ERoPE is a clean, effective design. It introduces no new parameters but solves the fundamental problem of layout-unaligned condition fusion by adding stream-specific shifts to RoPE. This could potentially be applied to multi-view conditions or reference-driven editing.
Full self-attention fusion of foreground tokens is a pragmatic choice. The value of video assets lies in low-level details and temporal dynamics, not semantic summaries; thus, allowing tokens to interact directly in the DiT block is more faithful to the task essence.
Mask inflation highlights the difference between generative compositing and traditional pasting. Rather than fearing inaccurate masks, GenCompositor expands the editable area to let the model generate shadows, glows, and local environmental reactions.

Limitations & Future Work¶

High inference cost: Generating 49 frames at \(480\times720\) requires ~65 seconds and 34GB VRAM on a 6B Transformer, which is still heavy for average creator workflows.
Lighting adaptation mostly relies on luminance augmentation. While it succeeds in diverse lighting, complex extreme lighting still lacks robustness; future work could replace simple brightness perturbations with richer physical lighting priors.
Occlusion and 3D relationships remain challenging. While GenCompositor can generate some occlusion, complex depth ordering, object intersections, and perspective changes might require depth-aware or 3D priors.
Multi-object compositing: The paper focuses on single elements; although the appendix shows multi-object cases, the interactions (collisions, mutual occlusions) have not been systematically quantified.

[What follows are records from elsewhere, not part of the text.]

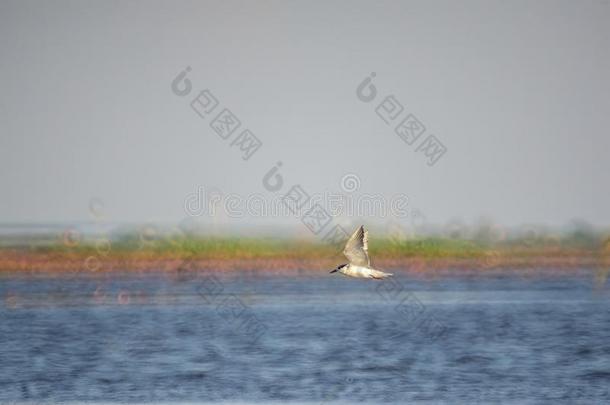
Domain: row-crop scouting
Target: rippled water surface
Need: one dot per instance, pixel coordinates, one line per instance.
(494, 339)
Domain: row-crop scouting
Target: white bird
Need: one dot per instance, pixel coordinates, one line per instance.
(357, 252)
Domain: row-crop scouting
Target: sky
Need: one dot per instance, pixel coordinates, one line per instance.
(517, 93)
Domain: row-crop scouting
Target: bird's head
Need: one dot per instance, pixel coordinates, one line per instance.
(339, 268)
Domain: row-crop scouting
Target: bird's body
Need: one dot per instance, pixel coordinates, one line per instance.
(357, 252)
(362, 272)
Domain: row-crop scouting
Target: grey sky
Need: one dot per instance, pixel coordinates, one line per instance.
(517, 91)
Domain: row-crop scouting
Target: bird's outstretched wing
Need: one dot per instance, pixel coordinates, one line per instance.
(357, 248)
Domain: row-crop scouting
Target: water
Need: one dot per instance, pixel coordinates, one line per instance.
(492, 339)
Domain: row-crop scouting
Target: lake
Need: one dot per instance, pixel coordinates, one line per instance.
(328, 339)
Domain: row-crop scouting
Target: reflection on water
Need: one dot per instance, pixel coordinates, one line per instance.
(318, 340)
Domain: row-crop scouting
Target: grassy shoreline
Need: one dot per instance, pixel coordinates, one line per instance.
(295, 256)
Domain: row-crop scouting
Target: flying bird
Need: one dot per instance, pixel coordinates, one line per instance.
(357, 252)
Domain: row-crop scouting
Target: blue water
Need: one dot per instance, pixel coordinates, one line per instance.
(163, 338)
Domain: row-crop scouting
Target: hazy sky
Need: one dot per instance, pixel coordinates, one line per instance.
(518, 92)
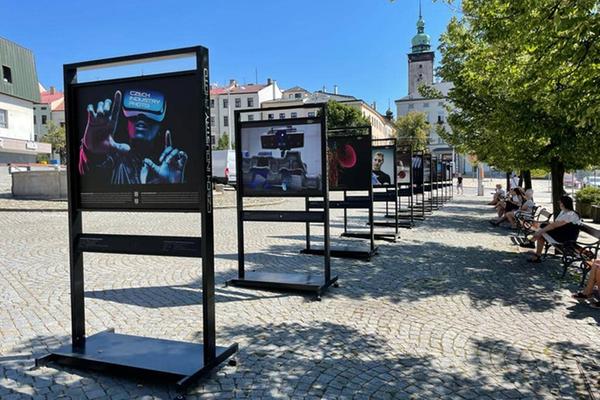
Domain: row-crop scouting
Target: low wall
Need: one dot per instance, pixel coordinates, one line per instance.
(49, 184)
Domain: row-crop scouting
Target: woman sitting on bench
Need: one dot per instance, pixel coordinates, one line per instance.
(564, 228)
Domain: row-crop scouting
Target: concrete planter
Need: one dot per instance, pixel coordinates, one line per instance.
(584, 209)
(596, 214)
(47, 185)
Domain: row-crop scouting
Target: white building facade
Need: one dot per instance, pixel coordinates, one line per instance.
(224, 101)
(18, 93)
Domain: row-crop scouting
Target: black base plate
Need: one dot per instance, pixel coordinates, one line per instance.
(284, 281)
(342, 253)
(389, 237)
(390, 224)
(140, 357)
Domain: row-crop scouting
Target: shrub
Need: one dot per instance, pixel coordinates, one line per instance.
(589, 194)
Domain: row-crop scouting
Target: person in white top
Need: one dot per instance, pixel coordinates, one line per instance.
(499, 194)
(526, 209)
(564, 228)
(514, 181)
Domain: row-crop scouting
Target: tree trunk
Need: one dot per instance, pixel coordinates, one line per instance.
(526, 174)
(557, 169)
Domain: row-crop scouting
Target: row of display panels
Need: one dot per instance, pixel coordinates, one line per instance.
(137, 145)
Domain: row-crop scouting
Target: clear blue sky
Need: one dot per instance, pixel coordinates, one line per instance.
(360, 45)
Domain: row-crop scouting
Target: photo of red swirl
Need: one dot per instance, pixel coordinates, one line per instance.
(346, 156)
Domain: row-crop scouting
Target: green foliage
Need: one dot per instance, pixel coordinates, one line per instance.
(223, 143)
(526, 74)
(342, 116)
(589, 194)
(57, 137)
(413, 128)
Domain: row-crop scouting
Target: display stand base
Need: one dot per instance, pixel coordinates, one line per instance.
(389, 237)
(297, 282)
(180, 363)
(363, 255)
(401, 224)
(406, 216)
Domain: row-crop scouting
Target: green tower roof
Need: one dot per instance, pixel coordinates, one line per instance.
(421, 42)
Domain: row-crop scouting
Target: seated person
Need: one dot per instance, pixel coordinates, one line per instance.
(564, 228)
(593, 281)
(499, 194)
(525, 210)
(511, 204)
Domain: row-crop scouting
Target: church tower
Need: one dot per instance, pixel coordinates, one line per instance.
(420, 59)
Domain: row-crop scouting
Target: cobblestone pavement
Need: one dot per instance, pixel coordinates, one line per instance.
(452, 311)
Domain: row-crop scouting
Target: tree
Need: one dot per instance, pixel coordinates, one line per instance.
(413, 128)
(521, 70)
(223, 143)
(342, 116)
(57, 137)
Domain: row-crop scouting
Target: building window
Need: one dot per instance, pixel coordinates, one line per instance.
(6, 74)
(3, 119)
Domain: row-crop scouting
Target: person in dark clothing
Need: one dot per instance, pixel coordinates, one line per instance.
(459, 188)
(380, 177)
(132, 162)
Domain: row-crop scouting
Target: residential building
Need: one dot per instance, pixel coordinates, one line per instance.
(18, 94)
(381, 126)
(226, 100)
(420, 72)
(50, 108)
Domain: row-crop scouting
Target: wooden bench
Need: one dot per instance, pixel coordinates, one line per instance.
(578, 253)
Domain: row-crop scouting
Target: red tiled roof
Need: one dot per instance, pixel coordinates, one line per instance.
(47, 97)
(60, 107)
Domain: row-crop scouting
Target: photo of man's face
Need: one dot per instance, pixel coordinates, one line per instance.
(144, 110)
(378, 161)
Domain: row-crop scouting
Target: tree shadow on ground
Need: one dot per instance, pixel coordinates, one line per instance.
(324, 360)
(413, 271)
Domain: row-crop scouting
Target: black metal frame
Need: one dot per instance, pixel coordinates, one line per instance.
(301, 282)
(176, 361)
(349, 202)
(406, 190)
(389, 194)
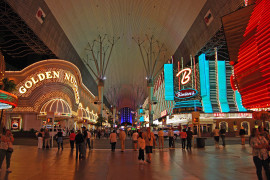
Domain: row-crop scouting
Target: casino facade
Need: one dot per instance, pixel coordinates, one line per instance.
(51, 91)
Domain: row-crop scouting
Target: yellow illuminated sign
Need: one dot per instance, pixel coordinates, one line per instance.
(57, 75)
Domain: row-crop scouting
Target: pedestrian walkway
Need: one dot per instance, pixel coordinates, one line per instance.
(232, 162)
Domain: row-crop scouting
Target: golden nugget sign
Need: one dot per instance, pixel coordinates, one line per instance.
(59, 75)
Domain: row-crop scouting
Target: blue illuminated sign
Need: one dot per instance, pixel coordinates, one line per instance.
(238, 99)
(168, 81)
(186, 93)
(205, 84)
(222, 88)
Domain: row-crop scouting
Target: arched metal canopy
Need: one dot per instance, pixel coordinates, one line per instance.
(83, 21)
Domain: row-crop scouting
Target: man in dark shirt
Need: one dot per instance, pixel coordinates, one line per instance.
(189, 138)
(222, 134)
(79, 143)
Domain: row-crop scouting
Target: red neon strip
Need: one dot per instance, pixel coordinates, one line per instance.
(179, 76)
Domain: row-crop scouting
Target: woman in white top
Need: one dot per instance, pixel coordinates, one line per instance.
(135, 140)
(6, 148)
(216, 136)
(113, 140)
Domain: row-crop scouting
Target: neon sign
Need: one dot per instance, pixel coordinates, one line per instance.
(164, 113)
(186, 75)
(59, 75)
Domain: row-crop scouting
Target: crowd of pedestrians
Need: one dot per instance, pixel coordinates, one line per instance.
(145, 141)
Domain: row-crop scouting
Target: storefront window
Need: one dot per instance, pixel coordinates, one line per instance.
(246, 126)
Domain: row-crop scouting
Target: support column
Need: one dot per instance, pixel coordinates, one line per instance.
(150, 87)
(100, 96)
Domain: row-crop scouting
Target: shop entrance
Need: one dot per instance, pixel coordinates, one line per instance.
(245, 124)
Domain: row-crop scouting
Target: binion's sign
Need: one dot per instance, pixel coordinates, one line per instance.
(186, 93)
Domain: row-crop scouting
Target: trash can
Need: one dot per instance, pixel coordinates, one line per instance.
(200, 142)
(92, 143)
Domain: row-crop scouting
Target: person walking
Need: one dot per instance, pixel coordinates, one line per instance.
(160, 138)
(171, 140)
(47, 139)
(6, 149)
(99, 134)
(60, 139)
(79, 145)
(150, 141)
(260, 154)
(141, 143)
(135, 140)
(122, 137)
(113, 140)
(189, 138)
(242, 134)
(183, 136)
(40, 139)
(216, 136)
(222, 135)
(72, 139)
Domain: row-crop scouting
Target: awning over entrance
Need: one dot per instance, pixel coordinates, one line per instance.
(59, 106)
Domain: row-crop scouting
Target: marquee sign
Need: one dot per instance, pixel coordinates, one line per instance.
(50, 75)
(163, 113)
(186, 93)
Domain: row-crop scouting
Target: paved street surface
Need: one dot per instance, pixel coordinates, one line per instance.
(233, 162)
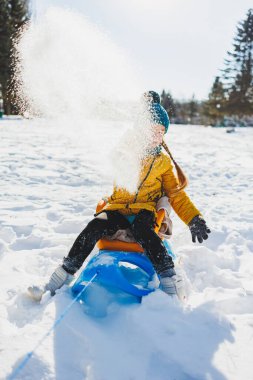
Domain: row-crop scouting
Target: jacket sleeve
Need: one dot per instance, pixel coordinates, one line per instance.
(181, 203)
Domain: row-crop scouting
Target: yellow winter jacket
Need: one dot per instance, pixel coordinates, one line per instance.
(156, 179)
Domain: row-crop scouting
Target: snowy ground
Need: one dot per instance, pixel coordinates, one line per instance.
(51, 180)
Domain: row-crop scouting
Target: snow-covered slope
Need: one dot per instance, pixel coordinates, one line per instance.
(51, 180)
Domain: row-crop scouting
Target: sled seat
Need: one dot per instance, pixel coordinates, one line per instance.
(118, 245)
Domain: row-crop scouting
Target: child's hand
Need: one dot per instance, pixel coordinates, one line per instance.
(198, 229)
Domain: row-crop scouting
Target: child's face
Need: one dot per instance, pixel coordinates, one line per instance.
(158, 132)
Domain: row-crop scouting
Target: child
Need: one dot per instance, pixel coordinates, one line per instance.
(137, 211)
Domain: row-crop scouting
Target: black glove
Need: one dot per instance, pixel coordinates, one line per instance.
(198, 229)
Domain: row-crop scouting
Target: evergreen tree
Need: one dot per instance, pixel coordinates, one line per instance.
(13, 15)
(238, 75)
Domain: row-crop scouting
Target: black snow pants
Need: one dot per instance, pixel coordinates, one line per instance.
(106, 224)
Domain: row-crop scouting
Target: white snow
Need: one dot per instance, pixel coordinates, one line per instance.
(51, 180)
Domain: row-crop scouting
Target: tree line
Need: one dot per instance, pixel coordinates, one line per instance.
(230, 98)
(13, 15)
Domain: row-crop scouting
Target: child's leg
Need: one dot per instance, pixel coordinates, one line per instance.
(106, 223)
(144, 233)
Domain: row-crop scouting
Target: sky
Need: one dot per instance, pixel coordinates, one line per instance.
(176, 45)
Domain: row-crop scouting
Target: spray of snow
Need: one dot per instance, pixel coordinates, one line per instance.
(68, 66)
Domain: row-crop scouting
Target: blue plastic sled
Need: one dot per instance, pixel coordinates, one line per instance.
(122, 278)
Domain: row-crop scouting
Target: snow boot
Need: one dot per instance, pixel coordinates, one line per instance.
(59, 278)
(172, 284)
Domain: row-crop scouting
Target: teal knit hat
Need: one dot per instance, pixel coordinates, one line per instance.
(158, 114)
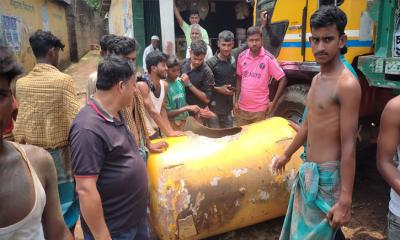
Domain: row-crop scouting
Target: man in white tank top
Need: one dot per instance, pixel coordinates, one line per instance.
(29, 206)
(153, 91)
(388, 166)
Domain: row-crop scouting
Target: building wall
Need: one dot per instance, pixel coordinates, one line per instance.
(120, 21)
(20, 18)
(86, 27)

vs. Video Harmonization: Methods like Harmonizer or VTT adjust color for pre-pasted foregrounds. GenCompositor doesn't require precise pasting, instead generating the composite directly from the asset and trajectory, handling boundaries and local environment changes.
vs. Trajectory-controlled Generation: Models like Tora or Revideo follow trajectories but rely on text or single frames, struggling to inherit the full identity and dynamics of an external video. GenCompositor's use of a dynamic video condition makes it better suited for asset-level compositing.
vs. Cross-attention injection: IP-Adapter-style cross-attention is better for abstract semantic or image reference. This work proves that for low-level, dense, temporal foreground conditions, token-wise self-attention is more reliable.
Feature expansion: Replacing the foreground condition with a blank video allows GenCompositor to naturally degrade into video inpainting or object removal, suggesting generative compositing could serve as a general video editing foundation.

Rating¶

Novelty: ⭐⭐⭐⭐⭐ (First systematic definition of generative video compositing with specialized layout-aligned/unaligned architecture.)
Experimental Thoroughness: ⭐⭐⭐⭐☆ (Strong results and user studies, though lacks a dedicated task-specific benchmark.)
Writing Quality: ⭐⭐⭐⭐☆ (Clear method and diagrams; some implementation details rely on the appendix.)
Value: ⭐⭐⭐⭐⭐ (Highly relevant to real video production; designs like ERoPE and token fusion are highly reusable for controllable video editing.)